A young woman stepped clear of the trees, her ankle length brown dress twirling in the breeze and her bare feet immune to the prick of pine needles. Danny started to step away as quietly as he could. His record with pretty young women was not any better than anything else.

"Don't go," she said with a bright smile.

"Hi," he said. "You live around here?"

God, that was lame.

"Yes, I do. I saw you coming and came out to meet you."

"Me? Saw me?" He looked back at the trail overgrown with bushes and trees, and she couldn't have spotted him. Nutcase. Great. He looked at the dress, wondering if it hid a gun or a knife.

"Do you mistrust all the women you meet?" she asked, daring a step closer to him.

He held his ground, despite his better judgment. "Oh yes," Danny said. "I mistrust any woman who shows interest in me.

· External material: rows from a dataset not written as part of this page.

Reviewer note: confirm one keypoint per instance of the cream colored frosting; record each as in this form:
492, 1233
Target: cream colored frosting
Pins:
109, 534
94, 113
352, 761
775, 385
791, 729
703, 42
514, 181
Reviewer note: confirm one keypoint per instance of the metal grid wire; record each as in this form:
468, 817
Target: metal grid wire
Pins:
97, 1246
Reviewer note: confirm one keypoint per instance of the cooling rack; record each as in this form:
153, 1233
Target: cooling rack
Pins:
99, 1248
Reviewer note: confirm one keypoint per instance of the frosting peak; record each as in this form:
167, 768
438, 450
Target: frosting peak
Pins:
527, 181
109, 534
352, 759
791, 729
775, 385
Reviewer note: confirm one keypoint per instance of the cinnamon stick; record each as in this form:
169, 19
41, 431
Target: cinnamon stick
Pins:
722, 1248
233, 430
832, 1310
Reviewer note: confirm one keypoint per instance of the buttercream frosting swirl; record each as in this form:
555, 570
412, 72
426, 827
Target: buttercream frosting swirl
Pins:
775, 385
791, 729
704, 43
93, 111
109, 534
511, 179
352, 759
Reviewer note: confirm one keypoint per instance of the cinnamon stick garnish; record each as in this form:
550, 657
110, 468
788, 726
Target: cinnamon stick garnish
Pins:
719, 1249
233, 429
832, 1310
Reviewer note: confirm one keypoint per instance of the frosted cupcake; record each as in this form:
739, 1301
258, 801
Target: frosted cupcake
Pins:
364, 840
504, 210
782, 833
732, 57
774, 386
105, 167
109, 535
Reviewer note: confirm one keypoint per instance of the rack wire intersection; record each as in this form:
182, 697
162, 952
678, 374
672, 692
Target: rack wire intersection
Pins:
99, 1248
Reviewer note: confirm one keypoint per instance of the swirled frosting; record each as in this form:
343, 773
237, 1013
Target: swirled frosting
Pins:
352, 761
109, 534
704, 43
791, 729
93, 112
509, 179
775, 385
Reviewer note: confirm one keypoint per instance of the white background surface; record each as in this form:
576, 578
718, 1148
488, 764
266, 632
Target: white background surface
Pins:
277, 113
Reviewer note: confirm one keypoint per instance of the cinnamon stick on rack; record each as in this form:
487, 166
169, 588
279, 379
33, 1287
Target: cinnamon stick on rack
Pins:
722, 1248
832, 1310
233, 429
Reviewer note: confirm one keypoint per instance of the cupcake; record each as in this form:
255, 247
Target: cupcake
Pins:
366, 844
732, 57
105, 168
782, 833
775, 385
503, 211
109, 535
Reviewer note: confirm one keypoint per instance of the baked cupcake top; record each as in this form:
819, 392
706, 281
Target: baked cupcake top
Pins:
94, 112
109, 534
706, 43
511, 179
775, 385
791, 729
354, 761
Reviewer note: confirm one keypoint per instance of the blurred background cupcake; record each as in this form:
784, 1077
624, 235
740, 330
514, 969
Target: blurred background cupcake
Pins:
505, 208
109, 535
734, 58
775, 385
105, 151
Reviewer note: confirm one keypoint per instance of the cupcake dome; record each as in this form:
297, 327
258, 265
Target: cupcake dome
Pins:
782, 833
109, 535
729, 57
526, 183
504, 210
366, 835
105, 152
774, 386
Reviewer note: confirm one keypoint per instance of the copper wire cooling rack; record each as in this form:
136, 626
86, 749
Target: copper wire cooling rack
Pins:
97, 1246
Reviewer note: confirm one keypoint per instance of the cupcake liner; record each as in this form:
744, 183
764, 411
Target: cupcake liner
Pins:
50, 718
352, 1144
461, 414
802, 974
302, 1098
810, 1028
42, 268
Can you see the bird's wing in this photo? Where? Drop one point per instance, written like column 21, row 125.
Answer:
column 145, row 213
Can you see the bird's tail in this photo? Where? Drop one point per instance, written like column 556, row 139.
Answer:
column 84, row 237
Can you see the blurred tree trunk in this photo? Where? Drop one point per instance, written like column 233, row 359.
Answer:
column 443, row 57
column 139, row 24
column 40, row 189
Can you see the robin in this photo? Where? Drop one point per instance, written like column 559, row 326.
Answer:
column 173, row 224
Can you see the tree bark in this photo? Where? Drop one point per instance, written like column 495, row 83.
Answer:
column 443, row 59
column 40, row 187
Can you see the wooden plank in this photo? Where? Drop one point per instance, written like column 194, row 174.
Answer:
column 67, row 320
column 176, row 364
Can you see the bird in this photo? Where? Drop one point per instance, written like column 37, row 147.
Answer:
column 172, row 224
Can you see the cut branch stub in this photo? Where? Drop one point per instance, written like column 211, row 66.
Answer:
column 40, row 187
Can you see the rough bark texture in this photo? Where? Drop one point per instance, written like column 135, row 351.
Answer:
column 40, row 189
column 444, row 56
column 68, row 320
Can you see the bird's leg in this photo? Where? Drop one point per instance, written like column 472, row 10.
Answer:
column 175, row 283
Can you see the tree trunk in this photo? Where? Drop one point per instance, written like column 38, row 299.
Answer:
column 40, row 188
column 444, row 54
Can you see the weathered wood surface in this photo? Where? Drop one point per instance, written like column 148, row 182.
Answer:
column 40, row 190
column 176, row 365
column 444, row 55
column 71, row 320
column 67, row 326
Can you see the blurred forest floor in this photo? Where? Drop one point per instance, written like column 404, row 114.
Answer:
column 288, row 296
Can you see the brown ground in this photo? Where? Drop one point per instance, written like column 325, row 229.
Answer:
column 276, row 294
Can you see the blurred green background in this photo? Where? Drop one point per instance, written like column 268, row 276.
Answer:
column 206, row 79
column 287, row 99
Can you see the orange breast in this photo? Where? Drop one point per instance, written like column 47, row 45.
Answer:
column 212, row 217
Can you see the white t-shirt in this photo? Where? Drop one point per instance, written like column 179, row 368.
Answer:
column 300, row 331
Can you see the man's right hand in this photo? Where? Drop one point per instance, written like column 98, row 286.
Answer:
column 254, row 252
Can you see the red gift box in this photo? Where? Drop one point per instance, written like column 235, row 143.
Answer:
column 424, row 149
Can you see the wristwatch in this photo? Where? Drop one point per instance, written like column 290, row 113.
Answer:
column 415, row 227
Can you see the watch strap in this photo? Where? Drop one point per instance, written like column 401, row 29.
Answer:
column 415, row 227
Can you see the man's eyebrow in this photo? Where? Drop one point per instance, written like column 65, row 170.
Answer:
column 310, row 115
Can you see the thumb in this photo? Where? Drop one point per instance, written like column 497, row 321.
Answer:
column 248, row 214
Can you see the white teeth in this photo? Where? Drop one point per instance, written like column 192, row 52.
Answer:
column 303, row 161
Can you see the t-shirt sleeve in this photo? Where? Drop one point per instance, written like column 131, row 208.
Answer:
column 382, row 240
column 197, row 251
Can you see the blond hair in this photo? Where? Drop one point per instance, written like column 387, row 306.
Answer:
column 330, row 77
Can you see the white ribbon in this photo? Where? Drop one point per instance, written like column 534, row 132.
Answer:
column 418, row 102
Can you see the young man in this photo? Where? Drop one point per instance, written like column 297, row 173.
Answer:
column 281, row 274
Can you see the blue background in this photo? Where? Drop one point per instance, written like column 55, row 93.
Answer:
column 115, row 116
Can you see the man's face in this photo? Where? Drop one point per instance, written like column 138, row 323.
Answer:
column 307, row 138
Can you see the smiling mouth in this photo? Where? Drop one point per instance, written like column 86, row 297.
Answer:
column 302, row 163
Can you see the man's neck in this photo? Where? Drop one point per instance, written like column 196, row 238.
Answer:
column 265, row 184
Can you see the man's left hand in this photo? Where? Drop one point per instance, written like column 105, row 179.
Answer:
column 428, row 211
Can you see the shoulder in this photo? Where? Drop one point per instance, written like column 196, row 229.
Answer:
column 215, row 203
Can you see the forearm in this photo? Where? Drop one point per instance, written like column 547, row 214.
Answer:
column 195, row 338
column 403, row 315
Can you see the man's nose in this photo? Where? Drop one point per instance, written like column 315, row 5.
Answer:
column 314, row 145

Seems far wiser than thinking they find me appealing."

"What strange people you must be."

Nutcase, he thought again -- but a pretty one, her brown hair the color of bark, her skin tanned from the sun. She had bright green eyes that watched him with curiosity but no dislike. Well, hell. Better to talk to her than go back to the campground and watch the guys get drunk.

"Your friends are crude."

"They aren't my friends," he said, and wished she'd stop saying things that melded in with his private thoughts. "What are you doing out here?"

"Watching the world go by." She waved a hand toward the trees. "Watching over this forest. What do you do out there, in your strange world?"

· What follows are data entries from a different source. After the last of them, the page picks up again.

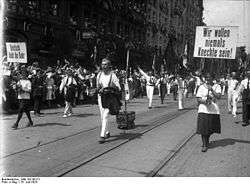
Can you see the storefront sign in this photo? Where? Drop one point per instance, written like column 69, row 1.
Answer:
column 216, row 42
column 16, row 52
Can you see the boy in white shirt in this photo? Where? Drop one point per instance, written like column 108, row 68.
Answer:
column 24, row 90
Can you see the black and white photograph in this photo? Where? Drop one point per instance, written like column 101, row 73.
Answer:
column 124, row 88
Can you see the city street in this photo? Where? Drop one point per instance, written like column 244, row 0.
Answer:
column 163, row 143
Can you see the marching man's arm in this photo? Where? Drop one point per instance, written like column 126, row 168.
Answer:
column 143, row 73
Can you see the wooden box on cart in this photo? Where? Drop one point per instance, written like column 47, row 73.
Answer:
column 125, row 120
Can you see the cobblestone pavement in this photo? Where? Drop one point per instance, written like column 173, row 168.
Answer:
column 57, row 144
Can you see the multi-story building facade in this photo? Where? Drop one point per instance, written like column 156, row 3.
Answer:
column 72, row 28
column 158, row 17
column 171, row 29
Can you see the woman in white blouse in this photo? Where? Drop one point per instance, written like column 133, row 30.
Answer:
column 105, row 78
column 208, row 111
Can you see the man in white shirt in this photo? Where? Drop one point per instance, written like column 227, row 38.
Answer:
column 197, row 81
column 232, row 83
column 105, row 78
column 67, row 87
column 24, row 90
column 151, row 80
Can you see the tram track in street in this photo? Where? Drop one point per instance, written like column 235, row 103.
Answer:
column 72, row 135
column 157, row 123
column 78, row 161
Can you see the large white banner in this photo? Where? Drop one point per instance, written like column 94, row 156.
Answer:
column 216, row 42
column 16, row 52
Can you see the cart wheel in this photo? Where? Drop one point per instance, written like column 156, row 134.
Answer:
column 123, row 131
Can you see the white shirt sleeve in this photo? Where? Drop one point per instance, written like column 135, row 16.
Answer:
column 201, row 92
column 217, row 88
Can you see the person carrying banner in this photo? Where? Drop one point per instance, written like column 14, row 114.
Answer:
column 38, row 84
column 181, row 89
column 162, row 84
column 245, row 91
column 151, row 80
column 24, row 91
column 107, row 81
column 208, row 121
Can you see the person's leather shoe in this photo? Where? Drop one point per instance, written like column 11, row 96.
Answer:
column 204, row 149
column 14, row 127
column 101, row 140
column 107, row 135
column 245, row 124
column 30, row 124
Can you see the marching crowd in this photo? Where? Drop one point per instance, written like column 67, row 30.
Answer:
column 70, row 84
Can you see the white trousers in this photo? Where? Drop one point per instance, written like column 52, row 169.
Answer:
column 230, row 100
column 68, row 108
column 195, row 89
column 104, row 118
column 180, row 99
column 223, row 90
column 150, row 93
column 168, row 88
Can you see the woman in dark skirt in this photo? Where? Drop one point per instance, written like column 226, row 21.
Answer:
column 208, row 111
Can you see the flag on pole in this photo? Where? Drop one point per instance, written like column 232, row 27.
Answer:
column 127, row 63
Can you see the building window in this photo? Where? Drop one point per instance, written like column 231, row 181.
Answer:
column 33, row 7
column 12, row 5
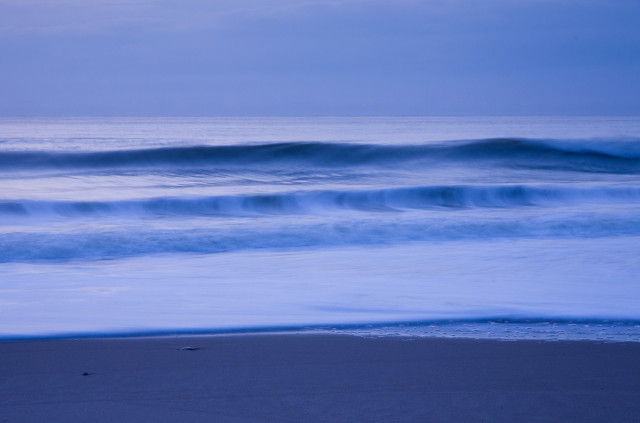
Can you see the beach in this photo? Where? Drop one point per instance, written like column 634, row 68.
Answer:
column 317, row 377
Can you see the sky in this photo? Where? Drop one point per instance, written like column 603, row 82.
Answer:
column 319, row 57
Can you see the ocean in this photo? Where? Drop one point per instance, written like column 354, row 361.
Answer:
column 430, row 226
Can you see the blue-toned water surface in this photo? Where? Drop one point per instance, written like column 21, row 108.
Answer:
column 141, row 225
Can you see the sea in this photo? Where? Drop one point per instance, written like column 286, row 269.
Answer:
column 482, row 227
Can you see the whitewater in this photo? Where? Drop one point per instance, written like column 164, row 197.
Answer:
column 112, row 226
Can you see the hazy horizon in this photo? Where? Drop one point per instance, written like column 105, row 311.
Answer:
column 320, row 58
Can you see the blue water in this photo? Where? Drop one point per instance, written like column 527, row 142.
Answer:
column 160, row 225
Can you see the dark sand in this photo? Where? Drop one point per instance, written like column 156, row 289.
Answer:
column 317, row 378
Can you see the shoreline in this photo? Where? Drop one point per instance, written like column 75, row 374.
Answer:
column 317, row 377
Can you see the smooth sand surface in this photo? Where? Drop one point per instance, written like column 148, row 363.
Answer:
column 317, row 378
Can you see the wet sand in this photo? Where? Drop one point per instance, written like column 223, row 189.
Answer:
column 317, row 378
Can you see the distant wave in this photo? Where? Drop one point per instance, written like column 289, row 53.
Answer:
column 118, row 243
column 392, row 199
column 597, row 156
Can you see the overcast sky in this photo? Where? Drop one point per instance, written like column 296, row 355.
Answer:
column 319, row 57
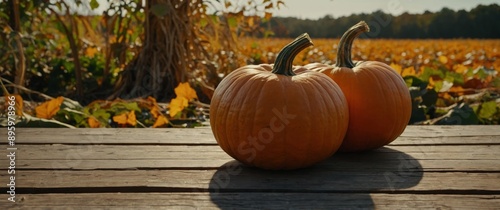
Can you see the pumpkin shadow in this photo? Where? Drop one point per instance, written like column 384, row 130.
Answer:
column 345, row 180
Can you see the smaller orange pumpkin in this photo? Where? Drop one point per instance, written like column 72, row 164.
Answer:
column 379, row 100
column 279, row 116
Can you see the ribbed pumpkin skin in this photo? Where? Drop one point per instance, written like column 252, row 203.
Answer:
column 379, row 103
column 275, row 121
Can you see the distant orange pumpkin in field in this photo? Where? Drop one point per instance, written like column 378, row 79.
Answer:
column 379, row 100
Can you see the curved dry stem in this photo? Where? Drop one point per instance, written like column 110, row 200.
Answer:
column 345, row 44
column 284, row 60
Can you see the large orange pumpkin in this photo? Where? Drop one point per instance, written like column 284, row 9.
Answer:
column 379, row 100
column 279, row 116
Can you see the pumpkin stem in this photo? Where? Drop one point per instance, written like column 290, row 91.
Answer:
column 284, row 60
column 344, row 50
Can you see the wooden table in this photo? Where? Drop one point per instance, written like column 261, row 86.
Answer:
column 438, row 167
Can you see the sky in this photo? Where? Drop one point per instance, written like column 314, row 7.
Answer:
column 314, row 9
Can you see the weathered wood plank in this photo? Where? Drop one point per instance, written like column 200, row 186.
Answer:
column 252, row 201
column 119, row 152
column 430, row 158
column 203, row 136
column 244, row 178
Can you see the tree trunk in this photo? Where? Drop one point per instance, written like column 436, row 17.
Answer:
column 170, row 51
column 20, row 61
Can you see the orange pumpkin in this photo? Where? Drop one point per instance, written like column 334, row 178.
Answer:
column 279, row 116
column 379, row 100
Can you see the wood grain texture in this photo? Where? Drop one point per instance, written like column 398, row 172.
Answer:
column 413, row 135
column 252, row 200
column 315, row 179
column 430, row 158
column 427, row 167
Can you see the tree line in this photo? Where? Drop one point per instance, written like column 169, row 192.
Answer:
column 482, row 21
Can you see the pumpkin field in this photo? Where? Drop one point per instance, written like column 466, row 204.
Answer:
column 450, row 81
column 66, row 70
column 458, row 77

"Go to school, at least for the rest of this year," Danny leaned against a tree. "Next year -- who knows? If I get a good job over the summer, I'll stick with it. I'm not rich enough to go to college, and not smart enough to get a scholarship. So if I leave school a year early, it's not really going to matter."

"You make such excuses for yourself, don't you? You don't want to quit school."

She touched a nerve and Danny was starting to get a very strange chill up his back.

"You needn't fear me." She stepped closer and Danny hardly dared breathe, and his heart pounded far too hard. He thought for a moment he could see the wild world in her eyes. "You are not like the others. They rarely stop to breathe in the essence of the forest. The deer run from them. I have waited for one like you to come along these trails. I am fey, and all the magic that is left in this world, boy. I protect the forest. Do you believe me?"

"No."

She held out her hand and an owl swept down from the branches and landed on her pale-skinned arm. Danny winced at the thought of those talons on unprotected skin, but she didn't seem to notice. A deer came to stand beside her. A badger settled at her feet, looking like a fat short-legged Siamese cat.

"Do you believe, Daniel O'Shea?"

"Yes," he whispered.

"Good," she smiled like sunlight in a world that had been dark all his life. "Danny I have something to ask of you."

"Ask," he said.



Danny stayed in school that year and the next. He did very well, but he still wouldn't have made it to college except for the anonymous donation to his college fund.

His parents were amazed when he told them he was going to major in Forest Husbandry.

"You've spent all your life in the city, except for a few hours out in the canyons each week," his mother said. "Are you sure this is what you want?"

"Positive," Danny said.

"Why?" his father asked.

"Because I was called," Danny said and laughed. He wondered if they could see the wildness in him yet.